Russia and Switzerland regularly provide food aid to North Korea, though the quantities are not enough to make for the 1.36 million tonne shortfall forecast by the WFP and FAO.
But the report also details the methodology used, highlighting the role of Pyongyang’s Central Bureau of Statistics (CBS) in the putting together representative households for the UN assessment team to survey.
In total, the CBS selected 179 households from different areas in North Korea, who were also grouped into other categories like “distribution of PDS-dependent households vs. cooperative farming households.”
Yet in the limitations section of the report, the group concluded that the “sampling methodology was applied by CBS to ensure representation of relevant population groups.”
“This means that findings are indicative of the situation, however, do not provide statistically representative findings at national or sub-national level.”
Speaking to NK News, Mario Zappacosta a Senior Economist at the FAO said the assessment was not intended to generate representative data.
“Due to time constraints, the purpose of this rapid Food Security Assessment Mission was not to gather statistically-representative data and the section on methodology and limitations is quite clear,” Zappacosta said.
“Across the globe, not just in DPRK, this type of assessment is a sort of audit exercise, cross-checking different sources of information, including satellite imagery, documents and reports as well as semi-structures interviews with key-informants. The selection of the visited household was done aiming at having a balance between rural and urban areas, between PDS dependent and coop farming households.”
The report noted how UN sanctions on fuel on machinery likely had a negative impact on North Korea’s agricultural sector, making already difficult conditions more challenging.
Currently, UN restrictions limit the quantities of refined petroleum products member states can export to the DPRK, while trade in machinery, electronics, and industrial equipment is prohibited in either direction unless a sanctions exemption is first granted.
“The unintended negative impact sanctions can have on agricultural production, through both direct and indirect impacts, cannot be ignored,” the assessment reads
“The most obvious are restrictions on the importation of certain items that are necessary for agricultural production, in particular fuel, fertilizers (nitrogen and phosphate), machinery and spare parts for equipment.”
However, UN resolutions do not include restrictions on fertilizers, and a recent report from NK Pro noted how Chinese fertilizer exports to North Korea rose sharply in 2018.
The numbers, collated by the ITC trade map, show North Korea spent USD$84 million on Chinese fertilizer last year, more than double the USD$34 million it spent on the same category of products in 2017.
In response, the FAO told NK News that the inclusion of fertilizers was a mistake, which had been since been remedied.
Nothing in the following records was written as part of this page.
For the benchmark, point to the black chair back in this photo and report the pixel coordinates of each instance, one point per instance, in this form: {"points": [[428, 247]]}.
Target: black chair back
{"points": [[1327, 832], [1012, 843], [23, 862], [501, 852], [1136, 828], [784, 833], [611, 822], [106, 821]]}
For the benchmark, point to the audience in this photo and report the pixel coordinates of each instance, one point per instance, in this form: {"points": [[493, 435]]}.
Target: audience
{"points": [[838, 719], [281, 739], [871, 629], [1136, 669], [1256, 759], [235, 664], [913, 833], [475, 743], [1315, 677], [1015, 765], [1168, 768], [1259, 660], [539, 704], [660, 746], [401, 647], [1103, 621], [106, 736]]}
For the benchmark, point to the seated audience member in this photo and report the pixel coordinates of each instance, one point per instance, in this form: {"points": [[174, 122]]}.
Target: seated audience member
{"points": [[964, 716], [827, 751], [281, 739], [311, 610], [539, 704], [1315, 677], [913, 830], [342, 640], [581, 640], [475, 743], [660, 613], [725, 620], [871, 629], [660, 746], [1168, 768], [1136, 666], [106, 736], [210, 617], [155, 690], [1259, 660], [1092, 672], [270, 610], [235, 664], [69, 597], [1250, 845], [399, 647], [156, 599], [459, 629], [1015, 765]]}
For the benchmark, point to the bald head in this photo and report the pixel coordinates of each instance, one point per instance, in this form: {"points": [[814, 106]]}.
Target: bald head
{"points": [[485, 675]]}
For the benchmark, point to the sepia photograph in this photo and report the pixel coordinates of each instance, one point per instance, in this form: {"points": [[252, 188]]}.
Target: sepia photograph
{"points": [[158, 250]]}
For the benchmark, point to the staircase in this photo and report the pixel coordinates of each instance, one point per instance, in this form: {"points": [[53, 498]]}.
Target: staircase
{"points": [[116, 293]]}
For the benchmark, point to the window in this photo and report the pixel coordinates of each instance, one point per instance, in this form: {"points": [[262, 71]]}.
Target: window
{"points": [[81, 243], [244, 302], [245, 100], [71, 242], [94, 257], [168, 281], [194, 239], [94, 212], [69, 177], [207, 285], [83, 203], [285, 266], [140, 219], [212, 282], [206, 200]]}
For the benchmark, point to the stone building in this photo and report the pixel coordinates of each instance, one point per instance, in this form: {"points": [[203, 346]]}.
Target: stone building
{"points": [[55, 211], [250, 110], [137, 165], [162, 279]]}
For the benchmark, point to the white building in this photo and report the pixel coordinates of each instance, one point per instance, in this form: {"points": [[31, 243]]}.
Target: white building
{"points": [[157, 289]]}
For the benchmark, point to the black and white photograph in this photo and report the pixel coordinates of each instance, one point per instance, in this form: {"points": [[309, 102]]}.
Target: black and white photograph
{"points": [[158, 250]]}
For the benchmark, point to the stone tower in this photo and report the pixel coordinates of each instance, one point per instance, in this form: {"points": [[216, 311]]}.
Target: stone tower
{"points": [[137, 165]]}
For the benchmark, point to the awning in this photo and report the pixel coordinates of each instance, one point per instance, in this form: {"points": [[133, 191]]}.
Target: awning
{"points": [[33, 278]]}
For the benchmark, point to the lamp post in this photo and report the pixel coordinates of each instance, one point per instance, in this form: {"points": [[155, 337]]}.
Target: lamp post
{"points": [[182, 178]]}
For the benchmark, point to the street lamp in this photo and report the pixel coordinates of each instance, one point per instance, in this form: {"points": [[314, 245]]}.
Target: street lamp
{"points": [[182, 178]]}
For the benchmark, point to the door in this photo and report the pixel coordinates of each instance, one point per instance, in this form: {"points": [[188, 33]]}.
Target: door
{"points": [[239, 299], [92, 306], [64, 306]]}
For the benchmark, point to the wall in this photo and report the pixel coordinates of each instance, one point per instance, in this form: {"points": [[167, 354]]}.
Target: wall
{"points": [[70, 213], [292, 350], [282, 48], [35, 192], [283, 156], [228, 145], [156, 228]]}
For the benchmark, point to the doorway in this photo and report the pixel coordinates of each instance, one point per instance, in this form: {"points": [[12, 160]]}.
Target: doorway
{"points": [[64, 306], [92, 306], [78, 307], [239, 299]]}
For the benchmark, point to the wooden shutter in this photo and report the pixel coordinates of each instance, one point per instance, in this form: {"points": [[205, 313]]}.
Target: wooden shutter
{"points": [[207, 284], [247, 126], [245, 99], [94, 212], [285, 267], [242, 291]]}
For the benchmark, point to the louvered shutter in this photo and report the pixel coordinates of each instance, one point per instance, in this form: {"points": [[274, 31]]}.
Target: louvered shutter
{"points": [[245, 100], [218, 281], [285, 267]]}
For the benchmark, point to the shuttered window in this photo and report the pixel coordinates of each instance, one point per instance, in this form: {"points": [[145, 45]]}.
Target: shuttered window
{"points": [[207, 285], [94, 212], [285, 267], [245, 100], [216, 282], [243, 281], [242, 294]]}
“We immediately removed the reference to fertilizers and uploaded the new version of the report,” Zappacosta said.
The joint assessment concluded the situation in North Korea could worsen and that action is required to prevent further deterioration in the DPRK’s food security.
“A humanitarian intervention is therefore urgently required to mitigate the food production shortfall,” the report reads.
“The 2019 production season has already begun and in addition to the immediate humanitarian actions, there is an urgent need to ensure that food security needs are met for the winter of 2019-2020 through to the main harvest in the autumn of 2020.”
The assessment recommended diversifying food distribution, expanding coverage of nutrition programs, improving monitoring systems to ensure food distribution and providing numerous, currently lacking agricultural materials.
In the longer term, the FAO and WFP report also recommended providing machinery and equipment and improving the North’s inadequate food storage capabilities.